I am not sure what to think of the Fed raising interest rates. On the one hand, there seems to be little inflation, which is generally the reason the Fed raises rates. On the other hand, hasn't the consensus for the last 20 years been that the Fed has been causing all kinds of mischief by maintaining artificially low interest rates for short term economic gain? If that is the case, and a lot of people were until this week convinced that it was, then it seems to me that the Fed raising rates is a good thing and a needed correction.
Exactly
It is the same with the stock market going down. The market has been overvalued for a long time. And it boomed under Obama yet the wage growth and employment and overall growth basically sucked for his entire administration. So, rising stock prices didn't reflect or translate into any improvement in the health of the larger economy. So, I am skeptical stocks tanking are going to mean the good wage and employment growth we have been having is going to end.
Yeah, they're trying to head off the damage from not buying as many bonds now as they have in the past.
Also, the question isn't just whether inflation is relatively low now. It's also about where inflation was headed. Last I checked just ahead of the last raise, the difference between inflation-adjusted treasuries and their non-inflation adjusted counterparts was showing that the market expects inflation of around 3% next year. The Fed's target inflation rate is 2% (as I recall). So, although inflation is low by historical standards, it's still above their target rate.
Meanwhile, the job market is strong enough that hikes in the interest rate aren't likely to be too devastating on that count.
Ultimately, they're trying to compensate for effectively leaving lots more debt out there in the market and unwinding their own position to get back to normal. Seeing the stock market fall and the housing market cool off is a good thing. Those things heating up were not unrelated to the low rates, and if we're due for another recession, the time to let whatever air might be in those bubbles out is probably now. Anyway, I think that's what the Fed was thinking.
I've been under the misguided opinion that extremely low interests rates contributes to malinvestments. Too much money sloshing around and investing in fried chicken and lingerie emporiums seems like a good idea. At least it won't hurt as much when it folds.

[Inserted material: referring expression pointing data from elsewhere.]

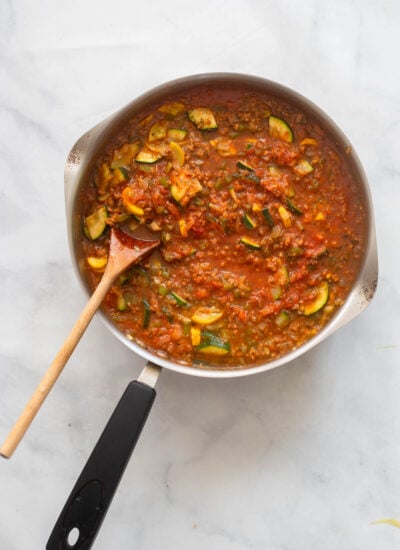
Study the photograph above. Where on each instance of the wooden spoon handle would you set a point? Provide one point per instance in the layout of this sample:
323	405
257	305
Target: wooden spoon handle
55	369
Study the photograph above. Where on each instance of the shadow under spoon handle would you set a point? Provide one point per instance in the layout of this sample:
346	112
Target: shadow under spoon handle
93	492
54	371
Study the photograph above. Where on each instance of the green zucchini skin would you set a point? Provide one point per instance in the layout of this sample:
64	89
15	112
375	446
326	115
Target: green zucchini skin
280	129
203	118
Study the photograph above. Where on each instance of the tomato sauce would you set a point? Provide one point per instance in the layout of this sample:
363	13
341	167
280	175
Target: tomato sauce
261	221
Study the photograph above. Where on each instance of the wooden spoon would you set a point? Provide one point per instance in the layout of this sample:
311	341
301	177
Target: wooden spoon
125	250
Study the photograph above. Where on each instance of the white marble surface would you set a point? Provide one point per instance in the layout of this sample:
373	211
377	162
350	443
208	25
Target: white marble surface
304	457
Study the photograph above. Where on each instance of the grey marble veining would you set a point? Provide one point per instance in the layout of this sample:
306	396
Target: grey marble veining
301	458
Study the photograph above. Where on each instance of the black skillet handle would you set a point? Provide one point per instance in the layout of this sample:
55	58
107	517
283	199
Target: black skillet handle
92	494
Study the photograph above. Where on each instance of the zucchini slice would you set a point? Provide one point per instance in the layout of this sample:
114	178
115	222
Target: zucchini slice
195	336
268	218
285	216
158	131
206	315
319	301
184	186
303	168
250	244
147	156
203	118
146	313
282	276
175	134
244	166
249	222
280	129
95	224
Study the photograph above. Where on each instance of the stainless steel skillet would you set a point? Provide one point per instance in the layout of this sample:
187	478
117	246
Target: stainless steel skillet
94	490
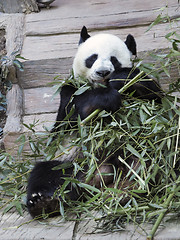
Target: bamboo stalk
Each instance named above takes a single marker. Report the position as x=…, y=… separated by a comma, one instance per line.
x=124, y=88
x=161, y=216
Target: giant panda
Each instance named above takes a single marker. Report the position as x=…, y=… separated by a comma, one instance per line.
x=100, y=59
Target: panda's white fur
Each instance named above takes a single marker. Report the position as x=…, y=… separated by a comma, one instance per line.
x=105, y=46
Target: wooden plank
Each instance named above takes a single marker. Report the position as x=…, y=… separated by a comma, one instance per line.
x=38, y=73
x=40, y=100
x=65, y=46
x=16, y=227
x=69, y=16
x=43, y=121
x=14, y=110
x=18, y=6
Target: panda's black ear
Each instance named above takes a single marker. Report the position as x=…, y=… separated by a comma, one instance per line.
x=131, y=44
x=84, y=35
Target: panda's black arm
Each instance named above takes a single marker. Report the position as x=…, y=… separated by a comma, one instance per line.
x=108, y=99
x=144, y=89
x=65, y=105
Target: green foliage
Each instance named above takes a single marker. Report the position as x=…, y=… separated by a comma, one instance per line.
x=144, y=129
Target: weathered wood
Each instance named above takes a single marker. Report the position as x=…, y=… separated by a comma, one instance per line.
x=38, y=73
x=14, y=110
x=40, y=100
x=45, y=120
x=16, y=227
x=95, y=15
x=18, y=6
x=65, y=46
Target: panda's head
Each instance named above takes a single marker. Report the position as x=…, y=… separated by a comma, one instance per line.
x=100, y=55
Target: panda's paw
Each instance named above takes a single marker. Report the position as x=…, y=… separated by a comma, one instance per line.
x=39, y=204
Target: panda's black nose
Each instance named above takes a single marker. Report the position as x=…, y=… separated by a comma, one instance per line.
x=103, y=73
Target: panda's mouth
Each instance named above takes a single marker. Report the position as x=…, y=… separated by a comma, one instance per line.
x=100, y=82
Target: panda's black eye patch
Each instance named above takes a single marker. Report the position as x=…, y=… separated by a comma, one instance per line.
x=116, y=63
x=90, y=60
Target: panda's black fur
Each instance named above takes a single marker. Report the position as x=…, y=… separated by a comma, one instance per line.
x=44, y=181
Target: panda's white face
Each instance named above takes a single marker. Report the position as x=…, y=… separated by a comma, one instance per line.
x=97, y=56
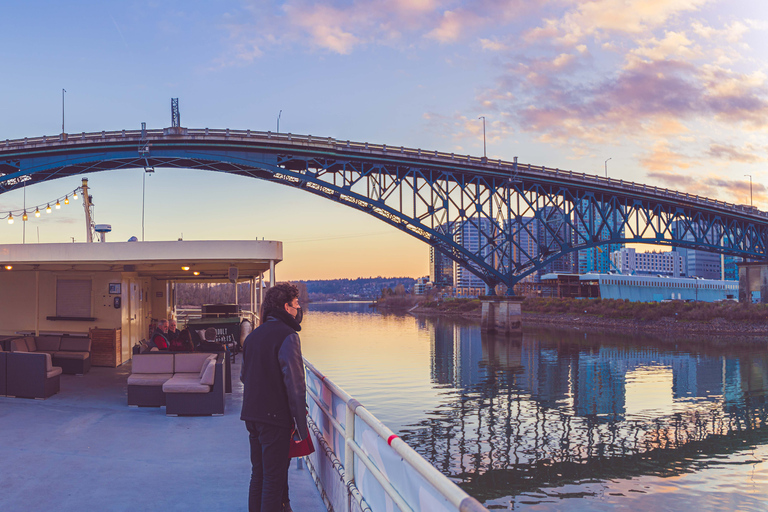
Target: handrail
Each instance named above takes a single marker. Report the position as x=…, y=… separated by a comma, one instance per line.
x=341, y=145
x=457, y=498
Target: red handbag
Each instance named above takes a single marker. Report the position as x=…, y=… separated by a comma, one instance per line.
x=300, y=448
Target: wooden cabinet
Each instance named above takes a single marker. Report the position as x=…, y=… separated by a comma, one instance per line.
x=106, y=347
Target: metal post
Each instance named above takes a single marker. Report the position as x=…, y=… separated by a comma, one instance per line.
x=750, y=189
x=62, y=110
x=484, y=153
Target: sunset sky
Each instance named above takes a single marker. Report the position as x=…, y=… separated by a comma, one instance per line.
x=674, y=92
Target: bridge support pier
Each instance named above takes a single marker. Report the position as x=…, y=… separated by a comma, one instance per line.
x=501, y=314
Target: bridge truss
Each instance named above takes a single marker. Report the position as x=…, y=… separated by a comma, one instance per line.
x=502, y=221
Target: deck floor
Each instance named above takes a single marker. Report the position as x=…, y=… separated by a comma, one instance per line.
x=85, y=449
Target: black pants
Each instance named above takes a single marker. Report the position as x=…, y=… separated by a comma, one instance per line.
x=269, y=460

Considering rates have been hovering near zero for decades now, any increase is going to seem like Armageddon. No, it probably isn't good for growth, but it will mean the next collapse will be a little less painful.
It is actually Keynesian economics as Keynes intended it.
There is no escaping the business cycle. The more the government tries to escape it, the more painful the reckoning when it occurs. And there are two sides to interest rates. Low interest rates are great for borrowers and great for banks who can get virtually free money and lend it out. But they suck for investors and savers. I don't see how fucking anyone who saves by forcing interest rates lower than the market would dictate is any kind of a solid economic policy or anything that should be missed.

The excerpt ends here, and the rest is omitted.